Recognizable sets and Woodin cardinals: Computation beyond the constructible universe

TL;DR

This paper explores the concept of recognizable sets of ordinals via ordinal time Turing machines, establishing their connection to large cardinal axioms like Woodin cardinals and inner models such as M-infinity.

Contribution

It introduces the notion of recognizability for sets of ordinals and links it to large cardinal hypotheses, showing the extent of recognizable objects in the hierarchy.

Findings

Recognizable objects with infinite time computations reach up to Woodin cardinals.

Computable sets are contained in the constructible universe L.

Recognizable closure corresponds to the inner model M-infinity.

Abstract

We call a subset of an ordinal $\lambda$ recognizable if it is the unique subset $x$ of $\lambda$ for which some Turing machine with ordinal time and tape, which halts for all subsets of $\lambda$ as input, halts with the final state $0$. Equivalently, such a set is the unique subset $x$ which satisfies a given $\Sigma_1$ formula in $L[x]$. We prove several results about sets of ordinals recognizable from ordinal parameters by ordinal time Turing machines.
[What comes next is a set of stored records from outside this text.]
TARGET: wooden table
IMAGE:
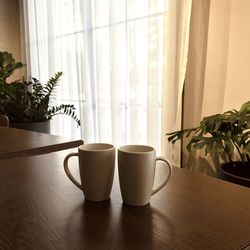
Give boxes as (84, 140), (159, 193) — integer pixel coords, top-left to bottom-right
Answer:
(0, 127), (83, 160)
(0, 151), (250, 250)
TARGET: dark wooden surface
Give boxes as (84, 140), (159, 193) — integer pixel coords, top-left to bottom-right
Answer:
(0, 150), (250, 250)
(0, 127), (83, 160)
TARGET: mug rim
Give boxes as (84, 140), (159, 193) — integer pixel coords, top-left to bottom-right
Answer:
(118, 144), (155, 154)
(78, 142), (115, 152)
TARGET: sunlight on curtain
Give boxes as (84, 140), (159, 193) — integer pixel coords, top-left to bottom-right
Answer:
(24, 0), (191, 157)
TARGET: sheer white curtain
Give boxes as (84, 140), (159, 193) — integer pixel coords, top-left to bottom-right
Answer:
(23, 0), (191, 159)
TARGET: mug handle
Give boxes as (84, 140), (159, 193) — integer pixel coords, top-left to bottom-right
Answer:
(63, 153), (83, 190)
(151, 157), (172, 195)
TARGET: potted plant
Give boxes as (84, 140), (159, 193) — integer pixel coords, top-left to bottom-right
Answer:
(167, 101), (250, 187)
(0, 52), (80, 132)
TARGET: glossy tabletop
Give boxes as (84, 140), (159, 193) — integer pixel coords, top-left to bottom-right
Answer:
(0, 150), (250, 250)
(0, 127), (83, 160)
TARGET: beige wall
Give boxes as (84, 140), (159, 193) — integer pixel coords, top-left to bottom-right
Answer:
(202, 0), (250, 116)
(224, 0), (250, 110)
(0, 0), (21, 79)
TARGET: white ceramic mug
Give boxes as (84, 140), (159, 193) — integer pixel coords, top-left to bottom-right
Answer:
(118, 145), (172, 206)
(63, 143), (115, 201)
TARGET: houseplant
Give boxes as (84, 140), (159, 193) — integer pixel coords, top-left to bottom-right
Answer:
(167, 101), (250, 187)
(0, 52), (80, 133)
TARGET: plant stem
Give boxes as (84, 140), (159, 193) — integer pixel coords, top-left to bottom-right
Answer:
(229, 139), (245, 164)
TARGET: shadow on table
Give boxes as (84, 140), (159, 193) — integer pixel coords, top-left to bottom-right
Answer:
(65, 200), (174, 249)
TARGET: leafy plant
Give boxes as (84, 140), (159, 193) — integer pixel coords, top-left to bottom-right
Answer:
(167, 101), (250, 163)
(0, 52), (80, 126)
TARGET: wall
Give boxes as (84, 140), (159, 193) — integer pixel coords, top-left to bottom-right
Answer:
(202, 0), (250, 116)
(223, 0), (250, 110)
(0, 0), (21, 79)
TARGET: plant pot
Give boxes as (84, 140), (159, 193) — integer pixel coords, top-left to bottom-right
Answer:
(10, 120), (50, 134)
(218, 162), (250, 187)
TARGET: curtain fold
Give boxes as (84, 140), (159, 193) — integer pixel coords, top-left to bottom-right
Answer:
(24, 0), (192, 159)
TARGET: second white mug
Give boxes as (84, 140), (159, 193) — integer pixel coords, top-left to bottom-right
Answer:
(118, 145), (172, 206)
(64, 143), (115, 201)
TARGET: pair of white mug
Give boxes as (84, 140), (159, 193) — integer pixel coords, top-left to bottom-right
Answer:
(64, 143), (172, 206)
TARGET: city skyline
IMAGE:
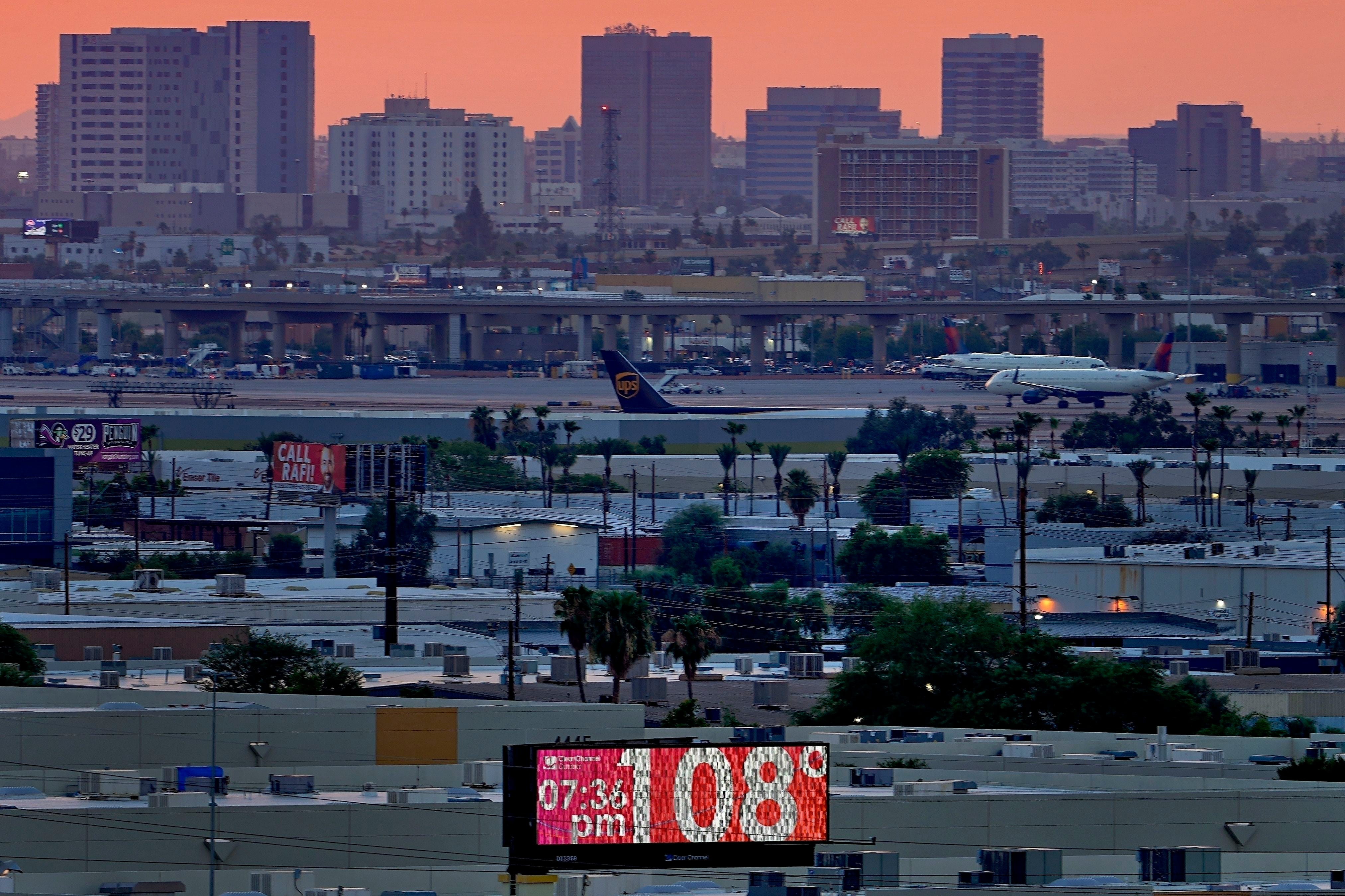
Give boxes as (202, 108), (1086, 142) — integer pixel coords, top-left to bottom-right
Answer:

Notably we show the following results from large cardinals. (1) Computable sets are elements of $L$, while recognizable objects with infinite time computations appear up to the level of Woodin cardinals. (2) A subset of a countable ordinal $\lambda$ is in the recognizable closure for subsets of $\lambda$ if and only if it is an element of $M^{\infty}$, where $M^{\infty}$ denotes the inner model obtained by iterating the least measure of $M_1$ through the ordinals, and where the recognizable closure for subsets of $\lambda$ is defined by closing under relative recognizability for subsets of $\lambda$.